Date of Award

4-19-2023

Degree Type

Dissertation

Degree Name

Doctor of Law (SJD)

Department

Law

First Advisor

Professor Benedetta Faedi Duramy

Second Advisor

Professor Chris Nwachukwu Okeke

Third Advisor

Professor Remigus Chibueze

Abstract

The overall purpose of the 1951 Convention Relating to the Status of Refugee (Refugee Convention) and its 1967 Protocol is to protect refugees fleeing persecution and threat to life. Established in the aftermath of World War II (WW II), Article 1. A(1) of the Refugee Convention centered the meaning and criteria for refugee protection on the circumstances of the War. Thus, the status of a refugee is framed from persecution feared or suffered “on account of” race, religion, nationality, political opinion, and membership in a particular social group. More than seven decades after WW II, the scope of the definition has subsisted, despite the changing paradigm in the circumstances and responses to involuntary migration. This is not without consequences. With compelling demands in forced migration, the international community has developed different approaches towards the refugee crisis, yet with minimal solutions.

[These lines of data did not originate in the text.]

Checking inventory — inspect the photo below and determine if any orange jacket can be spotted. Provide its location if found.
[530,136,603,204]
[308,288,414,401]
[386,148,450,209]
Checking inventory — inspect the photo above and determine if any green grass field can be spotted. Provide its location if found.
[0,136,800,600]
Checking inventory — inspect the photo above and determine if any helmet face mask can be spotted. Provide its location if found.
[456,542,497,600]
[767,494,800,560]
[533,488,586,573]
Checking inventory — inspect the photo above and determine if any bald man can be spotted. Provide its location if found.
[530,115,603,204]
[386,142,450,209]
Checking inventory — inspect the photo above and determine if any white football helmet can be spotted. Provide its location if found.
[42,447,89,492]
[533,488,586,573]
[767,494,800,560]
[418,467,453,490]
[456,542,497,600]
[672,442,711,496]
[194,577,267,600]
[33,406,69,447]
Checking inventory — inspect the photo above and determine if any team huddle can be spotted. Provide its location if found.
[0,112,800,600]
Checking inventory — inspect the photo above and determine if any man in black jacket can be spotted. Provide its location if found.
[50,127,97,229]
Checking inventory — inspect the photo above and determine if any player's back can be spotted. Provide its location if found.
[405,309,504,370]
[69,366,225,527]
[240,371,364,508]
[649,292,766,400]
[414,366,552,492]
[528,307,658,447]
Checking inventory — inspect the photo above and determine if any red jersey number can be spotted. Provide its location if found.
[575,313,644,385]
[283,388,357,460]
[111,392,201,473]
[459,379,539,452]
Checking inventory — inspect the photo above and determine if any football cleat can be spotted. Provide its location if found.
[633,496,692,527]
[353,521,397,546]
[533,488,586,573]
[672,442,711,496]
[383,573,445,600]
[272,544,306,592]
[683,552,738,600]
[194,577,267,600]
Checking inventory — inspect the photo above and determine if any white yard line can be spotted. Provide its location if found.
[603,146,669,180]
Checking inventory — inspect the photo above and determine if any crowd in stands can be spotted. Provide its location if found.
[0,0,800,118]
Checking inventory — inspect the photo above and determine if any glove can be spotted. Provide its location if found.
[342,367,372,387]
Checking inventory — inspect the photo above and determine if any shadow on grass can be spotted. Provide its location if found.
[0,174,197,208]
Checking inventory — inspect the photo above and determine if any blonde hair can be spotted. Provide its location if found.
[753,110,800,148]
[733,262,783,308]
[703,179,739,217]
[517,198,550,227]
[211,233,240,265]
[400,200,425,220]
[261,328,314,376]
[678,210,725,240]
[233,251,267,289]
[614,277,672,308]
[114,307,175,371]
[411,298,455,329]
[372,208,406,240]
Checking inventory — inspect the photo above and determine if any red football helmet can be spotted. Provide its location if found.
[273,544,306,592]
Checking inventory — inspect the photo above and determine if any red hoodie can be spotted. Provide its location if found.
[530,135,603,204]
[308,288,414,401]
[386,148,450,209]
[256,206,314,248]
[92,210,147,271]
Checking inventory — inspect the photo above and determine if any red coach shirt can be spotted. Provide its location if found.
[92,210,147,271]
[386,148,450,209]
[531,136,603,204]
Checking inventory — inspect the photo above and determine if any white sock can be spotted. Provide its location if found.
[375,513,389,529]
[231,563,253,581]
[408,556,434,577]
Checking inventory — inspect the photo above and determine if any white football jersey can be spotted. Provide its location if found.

Despite the massive outcry to address the complex challenges of refugees, hostile attitudes to protection seekers remained daunting and overly pervasive in the international arena. Humanitarian protection of refugees is one of the most crucial yet mismanaged obligations of international law. With increasing demands for humanitarian protection, many destination countries perceive refugees as symbols of conflict, economic burden, and insecurity. This results in rejection, denials, pushback, detention, and refoulement, as well as a clash between political interests and international obligations to protect. Even where host states may exercise discretion to protect, such commitment is subject to the eligibility requirements of Article 1. A(1) and subject to excludability. Because the state functions as an operational instrument for international refugee law (IRL), the limitations of IRL are replicated in domestic laws with detrimental consequences on “unCovention” refugees. Women are the most disadvantaged given that sex is excluded from the status of refugees and grounds of protection. This gives cause to interrogate the nondiscriminatory principle of the Refugee Convention and its 1967 Protocol, and conformity with the norms of international human rights law.

This dissertation explores sexism in IRL and the exclusion of women’s experience from the framework of humanitarian protection. It traces the problems of nexus generated from the limitations of refugee inclusion and their intersectionality with gender exclusion and the framing of laws of excludability. The analysis of state practice stresses the interconnection between law, policy, and practice. Centering on the United States jurisprudence, the study investigates the irregularities in the construction of the refugee inclusion and exclusion laws and the associated interpretative barriers that affect the application. The findings are contextualized with lessons from other jurisdictions of selected common law countries—Australia, Canada, and the United Kingdom (UK). Law and human needs are dynamic. Therefore, this study examined the effects of inflexibility and lack of diversity in a seventy-two-year Refugee Convention and the prospects of change for a sustainable inclusive refugee regime. In view of these, this study makes recommendations including re-conceptualizing the criteria of refugee eligibility that reflect human realities in contemporary society and taking cognizance of the human rights principles of IRL under the Convention Against Torture (CAT).